She’d never agree to this.”
“You’re deluding yourself, Cam. Anyway, I’ve sold a few things to get
“What things?” We’re both annoyed at his high-handedness and need to know
if the ‘few things’ matter to us.
“Oh, this and that.”
She stares fixedly at him until he elucidates.
“Nothing important. I took some of mother’s old bits and bobs from her
travels around the world to be valued. It turns out the old Belgian tapestry is worth a
small fortune. It’ll pay for The Yews for quite a while.”
“That’s okay then.”
No it bloody isn’t. How dare he be so cavalier with my past. I grunt my
protest, but no one pays any attention. Then the full impact of his words hits me in the
chest. He has powers of attorney.
I wouldn’t trust Theo with my pocket change and now he has control over
everything I have in this world. I daresay it also gives him absolute power over the
remains of my life too. How has it come to this? What did I do to turn him into this
self-absorbed, materialistic, heartless excuse for a man?
I’m still seething when the car turns onto a gravel drive and crunches its way
to the front door of a building that has suffered many identity crises over the years.
The original building is a large and pleasant Victorian rectory with ivy scrabbling up
and into the guttering at the front. The additions range from quite tasteful to baldly
simplistic tacked-on boxes. This is a money-making, cost-cutting enterprise and I
have Theo to thank for having so thoughtfully chosen it for me.
Theo bounces up the steps two or three at a time, pushes a bell at the entrance
and disappears into the gloom.
“All right, Mummy? Soon be over.” Camilla reaches over and pats my hand.
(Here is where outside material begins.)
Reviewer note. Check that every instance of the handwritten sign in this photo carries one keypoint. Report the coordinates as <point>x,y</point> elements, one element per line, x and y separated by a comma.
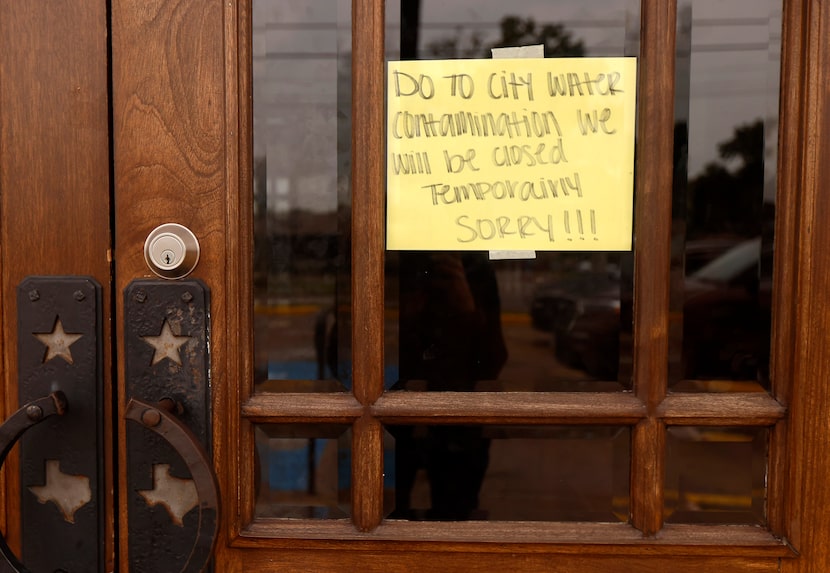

She means the effort of getting me into this awful place, but she might as well be
referring to my life.
Theo reappears with two women wearing blue uniforms. They both flash
smiles so broad their teeth are fully on display. Then they winkle me out of the
backseat and onto the unfolded wheelchair. One of them, Mandy, speaks in a
peculiarly high, patronising voice that scratches across my nerves.
“There we go, Megan. Are we comfy?” The question is rhetorical, which is as
well considering the very limited range of animal noises at my disposal.
The other one bends her face close to mine and says, “It’s good to see you
again, Megan. Welcome to The Yews. When I heard you were coming I told Mrs
Kenton that we were old friends and she’s made me your chief carer. I’m sure you’re
going to be very happy here.”
I stare at her. She looks familiar, but I can’t place her.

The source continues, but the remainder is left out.